Nach außen hin erweckte die US-Regierung den Anschein, den Iran allein mit diplomatischen Mitteln zum Verzicht auf ein Atomprogramm zu bewegen. Zur Überraschung der US-Regierung führte der diplomatische Weg jedoch zu Teilerfolgen, die so wohl nicht erwartet oder geplant waren. Immerhin mußte die US-Regierung auch gewisse Erfolge durch Bemühungen von Seiten der UNO um eine friedliche Beilegung des Konflikts hinnehmen. Auch die Internationale Atomenergieagentur (IAEA) mit ihrem Chef-Unterhändler Mohammed al-Baradei scheint ausnahmsweise einmal Positives geleistet zu haben.
In diesem Teil des Hersh-Artikels ist die Argumentation allerdings ein wenig krude. Denn der auf militärischem Terrain versierte Autor unterstellt "Mißerfolge" der diplomatischen Bemühungen, die denn erst zu dem Kurs der US-Administration auf eine militärische "Lösung" geführt hätten. Über Erfolg oder Mißerfolg der zivilen Konflikt-Lösung oder des "Katz-und-Maus-Spiels" wie es in den kapitalistischen Medien dargestellt wurde, ließ sich jedoch selbst bei größtmöglicher Voreingenommenheit in den Sommer- und Herbst-Monaten des letzten Jahres noch keine Bilanz ziehen.
Die "Aufklärungs"-Aktionen fanden laut Hersh vor dem Hintergrund eines Kompetenzgerangels zwischen dem Auslandsgeheimdienst CIA und dem Pentagon statt, das Rüstungsminister Rumsfeld zu seinen Gunsten nutzte. Dabei handelt es sich allerdings um typische Auguren-Gerüchte. Unter Ausnutzung solcher interner Streitigkeiten habe Rumsfeld erreicht, daß Bush jr. mehrere präsidiale Anordnungen unterzeichnete, die das Pentagon ermächtigten, mit Spezialkräften nicht nur im Iran, sondern in bis zu zehn Ländern der islamischen Welt "Anti-Terror-Aktionen" durchzuführen.
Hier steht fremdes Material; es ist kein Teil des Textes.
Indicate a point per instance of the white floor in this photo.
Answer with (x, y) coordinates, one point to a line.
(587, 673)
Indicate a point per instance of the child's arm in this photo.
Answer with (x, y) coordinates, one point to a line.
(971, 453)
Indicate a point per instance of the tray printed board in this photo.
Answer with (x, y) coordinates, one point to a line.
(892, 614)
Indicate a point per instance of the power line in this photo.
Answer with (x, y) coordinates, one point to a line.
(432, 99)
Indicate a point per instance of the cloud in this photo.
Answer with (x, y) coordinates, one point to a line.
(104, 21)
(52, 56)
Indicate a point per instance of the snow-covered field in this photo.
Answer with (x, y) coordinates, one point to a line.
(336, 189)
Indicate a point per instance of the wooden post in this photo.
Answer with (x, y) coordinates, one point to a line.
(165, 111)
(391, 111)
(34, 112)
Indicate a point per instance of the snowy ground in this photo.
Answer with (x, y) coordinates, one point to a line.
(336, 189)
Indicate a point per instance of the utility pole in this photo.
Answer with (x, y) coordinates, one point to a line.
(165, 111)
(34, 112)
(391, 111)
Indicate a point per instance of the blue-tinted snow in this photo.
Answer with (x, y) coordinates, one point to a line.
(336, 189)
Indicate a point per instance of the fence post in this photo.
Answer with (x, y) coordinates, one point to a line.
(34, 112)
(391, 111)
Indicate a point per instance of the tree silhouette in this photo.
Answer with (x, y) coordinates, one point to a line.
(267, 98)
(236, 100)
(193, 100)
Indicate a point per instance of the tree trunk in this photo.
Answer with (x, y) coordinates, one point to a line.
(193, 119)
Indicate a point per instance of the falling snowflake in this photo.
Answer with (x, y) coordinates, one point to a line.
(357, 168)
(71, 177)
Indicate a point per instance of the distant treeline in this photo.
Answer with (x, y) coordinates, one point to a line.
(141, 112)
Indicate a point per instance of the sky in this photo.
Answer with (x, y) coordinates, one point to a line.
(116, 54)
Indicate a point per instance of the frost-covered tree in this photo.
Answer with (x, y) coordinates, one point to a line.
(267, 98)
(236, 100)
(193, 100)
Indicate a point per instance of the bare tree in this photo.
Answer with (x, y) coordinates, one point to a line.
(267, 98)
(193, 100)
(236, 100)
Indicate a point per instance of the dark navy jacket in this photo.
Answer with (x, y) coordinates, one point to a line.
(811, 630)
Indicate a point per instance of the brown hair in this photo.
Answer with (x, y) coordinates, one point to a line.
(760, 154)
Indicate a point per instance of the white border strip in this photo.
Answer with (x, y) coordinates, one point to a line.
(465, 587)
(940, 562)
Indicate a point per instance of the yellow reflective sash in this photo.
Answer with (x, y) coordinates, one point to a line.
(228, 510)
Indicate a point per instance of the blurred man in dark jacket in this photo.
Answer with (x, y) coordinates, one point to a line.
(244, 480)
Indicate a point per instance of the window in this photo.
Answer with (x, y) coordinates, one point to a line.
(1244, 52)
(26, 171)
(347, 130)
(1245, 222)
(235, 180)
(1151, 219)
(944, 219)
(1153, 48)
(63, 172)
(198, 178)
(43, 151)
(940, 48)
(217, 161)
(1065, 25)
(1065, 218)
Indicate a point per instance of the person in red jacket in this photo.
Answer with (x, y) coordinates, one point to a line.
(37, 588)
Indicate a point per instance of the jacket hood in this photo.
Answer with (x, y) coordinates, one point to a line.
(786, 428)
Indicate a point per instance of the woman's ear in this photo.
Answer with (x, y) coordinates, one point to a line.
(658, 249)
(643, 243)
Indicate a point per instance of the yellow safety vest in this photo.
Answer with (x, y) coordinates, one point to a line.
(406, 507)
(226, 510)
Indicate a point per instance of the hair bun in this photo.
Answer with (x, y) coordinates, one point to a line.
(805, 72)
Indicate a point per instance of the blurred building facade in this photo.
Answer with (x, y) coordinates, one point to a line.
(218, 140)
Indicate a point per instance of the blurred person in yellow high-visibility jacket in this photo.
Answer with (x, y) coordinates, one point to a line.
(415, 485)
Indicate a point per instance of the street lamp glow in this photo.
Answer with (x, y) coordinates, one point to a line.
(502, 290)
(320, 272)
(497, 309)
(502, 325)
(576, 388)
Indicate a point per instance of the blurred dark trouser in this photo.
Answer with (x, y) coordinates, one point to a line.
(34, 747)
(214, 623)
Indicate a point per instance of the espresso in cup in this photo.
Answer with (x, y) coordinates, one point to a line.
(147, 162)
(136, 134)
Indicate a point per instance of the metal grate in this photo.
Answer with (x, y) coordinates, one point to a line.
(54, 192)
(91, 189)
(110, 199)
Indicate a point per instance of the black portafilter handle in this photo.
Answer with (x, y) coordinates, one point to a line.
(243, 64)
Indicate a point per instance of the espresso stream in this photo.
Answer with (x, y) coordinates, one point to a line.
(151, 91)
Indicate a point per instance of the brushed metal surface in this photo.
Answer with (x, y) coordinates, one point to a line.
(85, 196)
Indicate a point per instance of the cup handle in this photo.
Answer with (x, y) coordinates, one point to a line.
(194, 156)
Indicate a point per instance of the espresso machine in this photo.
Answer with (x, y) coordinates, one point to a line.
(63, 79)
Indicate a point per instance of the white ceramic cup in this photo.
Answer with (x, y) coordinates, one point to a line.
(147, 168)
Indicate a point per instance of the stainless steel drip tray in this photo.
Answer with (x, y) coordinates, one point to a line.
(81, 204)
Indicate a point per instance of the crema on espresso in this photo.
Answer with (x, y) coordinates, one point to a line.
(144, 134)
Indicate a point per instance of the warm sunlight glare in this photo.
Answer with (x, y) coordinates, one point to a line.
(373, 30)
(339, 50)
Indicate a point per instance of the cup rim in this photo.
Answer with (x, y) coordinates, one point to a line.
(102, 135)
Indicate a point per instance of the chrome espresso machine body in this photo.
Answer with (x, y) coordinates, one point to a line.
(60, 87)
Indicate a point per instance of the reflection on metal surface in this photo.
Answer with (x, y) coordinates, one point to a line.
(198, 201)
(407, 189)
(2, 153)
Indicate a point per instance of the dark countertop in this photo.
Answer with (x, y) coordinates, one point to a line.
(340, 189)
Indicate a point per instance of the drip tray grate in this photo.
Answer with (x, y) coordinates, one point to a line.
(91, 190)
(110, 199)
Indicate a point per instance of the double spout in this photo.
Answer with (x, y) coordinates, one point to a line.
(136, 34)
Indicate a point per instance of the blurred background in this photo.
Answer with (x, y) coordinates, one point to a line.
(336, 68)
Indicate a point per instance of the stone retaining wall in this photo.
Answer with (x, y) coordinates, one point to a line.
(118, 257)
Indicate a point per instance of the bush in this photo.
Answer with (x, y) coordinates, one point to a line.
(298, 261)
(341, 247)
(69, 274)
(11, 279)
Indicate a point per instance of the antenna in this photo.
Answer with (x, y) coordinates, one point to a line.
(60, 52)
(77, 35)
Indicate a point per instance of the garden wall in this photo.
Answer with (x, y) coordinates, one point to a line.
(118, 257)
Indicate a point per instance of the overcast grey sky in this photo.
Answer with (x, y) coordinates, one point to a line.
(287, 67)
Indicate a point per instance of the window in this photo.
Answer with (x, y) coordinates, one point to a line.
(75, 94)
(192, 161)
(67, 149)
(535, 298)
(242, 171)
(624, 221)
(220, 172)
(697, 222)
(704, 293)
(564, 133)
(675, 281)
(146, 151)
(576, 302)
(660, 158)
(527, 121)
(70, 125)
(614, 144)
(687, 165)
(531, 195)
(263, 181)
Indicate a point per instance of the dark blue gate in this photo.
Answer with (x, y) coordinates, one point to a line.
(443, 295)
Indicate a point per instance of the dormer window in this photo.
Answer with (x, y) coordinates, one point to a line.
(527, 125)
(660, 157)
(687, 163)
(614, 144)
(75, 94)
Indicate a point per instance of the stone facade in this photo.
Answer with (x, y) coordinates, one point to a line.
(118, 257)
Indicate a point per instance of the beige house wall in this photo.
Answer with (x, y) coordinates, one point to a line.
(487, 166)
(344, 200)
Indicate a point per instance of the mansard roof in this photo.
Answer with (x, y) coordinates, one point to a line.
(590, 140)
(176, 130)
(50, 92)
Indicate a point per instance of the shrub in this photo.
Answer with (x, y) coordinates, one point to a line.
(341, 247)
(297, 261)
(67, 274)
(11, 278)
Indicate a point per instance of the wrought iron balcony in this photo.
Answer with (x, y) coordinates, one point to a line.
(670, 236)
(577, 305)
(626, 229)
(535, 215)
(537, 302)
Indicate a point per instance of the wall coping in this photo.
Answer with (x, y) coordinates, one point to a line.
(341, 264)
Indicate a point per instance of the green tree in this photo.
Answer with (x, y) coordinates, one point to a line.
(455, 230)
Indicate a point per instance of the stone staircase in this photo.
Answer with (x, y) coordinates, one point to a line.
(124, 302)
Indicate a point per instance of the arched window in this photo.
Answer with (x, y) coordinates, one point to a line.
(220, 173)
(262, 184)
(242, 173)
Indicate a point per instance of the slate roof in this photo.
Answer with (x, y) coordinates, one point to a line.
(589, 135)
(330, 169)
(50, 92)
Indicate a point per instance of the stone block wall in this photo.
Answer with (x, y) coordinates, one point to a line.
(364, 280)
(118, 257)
Anders als der CIA, der solche Geheim-Aktionen als seine ureigenste Aufgabe reklamiert, könne das Verteidigungsministerium ohne jegliche Kontrolle durch den US-Kongreß vorgehen. Das Pentagon habe die neuen Kompetenzen bereits zur Liquidierung einer "Terror-Zelle" in Algerien genutzt, berichtet Hersh. Über Gerüchte, daß der Einsatz von "Todes-Schwadronen" zur Liquidierung irakischer Widerstandskämpfer in Regenerations-Zonen in Syrien geplant sei, hatte kürzlich bereits das renommierte US-amerikanische Nachrichten-Magazin 'Newsweek' berichtet. Und der iranische Geheimdienst-Chef hatte am 22. Dezember 2004 die Verhaftung von "zehn Atom-Spionen" in Teheran und im Südiran verkündet. Zu den anderen Ländern, wo militärische Spezialkräfte angeblich grünes Licht zu "Operationen" erhalten haben, zählen laut Hersh-Artikel der Jemen, Malaysia, der Sudan, Syrien und Tunesien.
Immerhin sah sich die US-Administration bereits am Sonntag genötigt, Stellung zu den im 'New Yorker' veröffentlichten Enthüllungen zu beziehen. Der Sprecher des Weißen Hauses, Dan Bartlett, bezeichnete den Artikel als "gespickt mit Ungenauigkeiten", ohne sich auf ein klares Dementi festlegen lassen zu wollen. Gegenüber associated press antwortete er auf eine entsprechende Frage, die US-amerikanische Regierung habe nie eine "militärische Lösung" ausgeschlossen.